Britain's economic growth nudged up in the third quarter, but household spending grew at the slowest pace since 2012 as inflationary pressures continue to weigh on hard pressed consumers.
The Office for National Statistics (ONS) confirmed that gross domestic product (GDP) grew by 0.4% in its final reading for July to September this year.
The figure is an improvement on the 0.3% recorded in the first and second quarters.
However, the UK economy is still struggling to bounce back to levels seen in the final quarter of 2016 - when GDP rose by 0.6%.

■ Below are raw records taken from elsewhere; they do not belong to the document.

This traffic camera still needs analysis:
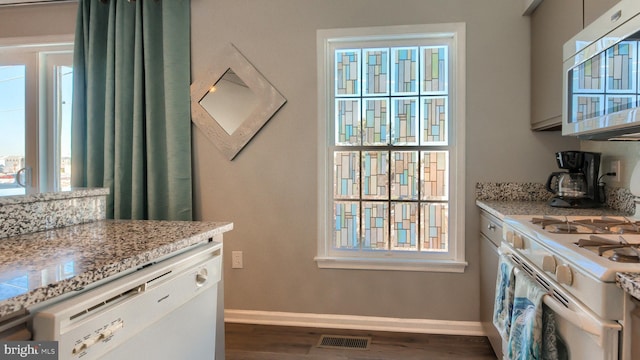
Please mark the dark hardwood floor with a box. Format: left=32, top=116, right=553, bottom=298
left=225, top=323, right=498, bottom=360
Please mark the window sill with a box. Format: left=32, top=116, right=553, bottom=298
left=314, top=256, right=468, bottom=273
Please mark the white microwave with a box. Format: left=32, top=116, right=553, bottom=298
left=562, top=0, right=640, bottom=140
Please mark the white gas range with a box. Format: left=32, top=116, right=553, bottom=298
left=499, top=214, right=640, bottom=360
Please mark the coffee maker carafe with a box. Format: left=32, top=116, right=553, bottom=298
left=545, top=151, right=602, bottom=208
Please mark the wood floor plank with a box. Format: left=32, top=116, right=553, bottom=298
left=225, top=323, right=498, bottom=360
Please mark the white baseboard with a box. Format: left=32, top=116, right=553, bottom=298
left=224, top=309, right=485, bottom=336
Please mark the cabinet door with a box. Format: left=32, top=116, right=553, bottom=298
left=584, top=0, right=620, bottom=27
left=530, top=0, right=583, bottom=130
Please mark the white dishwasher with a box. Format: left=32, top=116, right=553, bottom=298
left=31, top=241, right=222, bottom=360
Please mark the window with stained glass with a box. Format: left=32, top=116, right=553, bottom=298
left=317, top=24, right=466, bottom=272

The ONS said that the underlying story is one of a "slowdown in growth", with annual household spending rising by just 1%, the lowest rate since 2012.
It comes amid a squeeze on consumer finances from higher inflation, triggered by the Brexit induced collapse in the pound, and dismal wage growth.

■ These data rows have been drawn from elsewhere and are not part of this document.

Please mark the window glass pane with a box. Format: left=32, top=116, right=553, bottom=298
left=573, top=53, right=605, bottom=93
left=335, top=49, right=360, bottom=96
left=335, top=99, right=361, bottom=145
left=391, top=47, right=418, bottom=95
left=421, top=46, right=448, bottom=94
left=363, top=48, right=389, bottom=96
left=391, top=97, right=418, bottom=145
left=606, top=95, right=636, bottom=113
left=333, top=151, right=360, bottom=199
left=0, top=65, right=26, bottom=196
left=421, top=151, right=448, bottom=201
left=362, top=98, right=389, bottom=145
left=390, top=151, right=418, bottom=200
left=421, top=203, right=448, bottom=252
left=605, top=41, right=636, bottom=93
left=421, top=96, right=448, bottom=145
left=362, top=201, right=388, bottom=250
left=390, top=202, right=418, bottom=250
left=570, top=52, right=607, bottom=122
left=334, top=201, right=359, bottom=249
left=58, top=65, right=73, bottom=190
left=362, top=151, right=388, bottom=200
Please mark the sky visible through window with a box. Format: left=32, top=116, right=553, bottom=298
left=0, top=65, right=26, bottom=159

Business investment grew at 0.5% and, on an annual basis, GDP expanded by 1.7% in the third quarter, an upward revision from 1.5%.
The ONS's head of National Accounts Darren Morgan said: "Today's unrevised third quarter figures show most of the growth came from the dominant service sector, with accounting, recruitment agencies and retailing all performing well.
"Manufacturing also boosted growth thanks to an increase in exports and the introduction of new car models. Meanwhile, household spending and business investment both grew steadily."
The figures come just days after the International Monetary Fund (IMF) cut its outlook for UK economic growth and said the Government may be forced to make deeper spending cuts following the impact of Brexit.
In its annual review of the UK economy, the IMF said GDP looked set to expand by 1.6% this year, knocking back its prediction of 1.7% growth from October.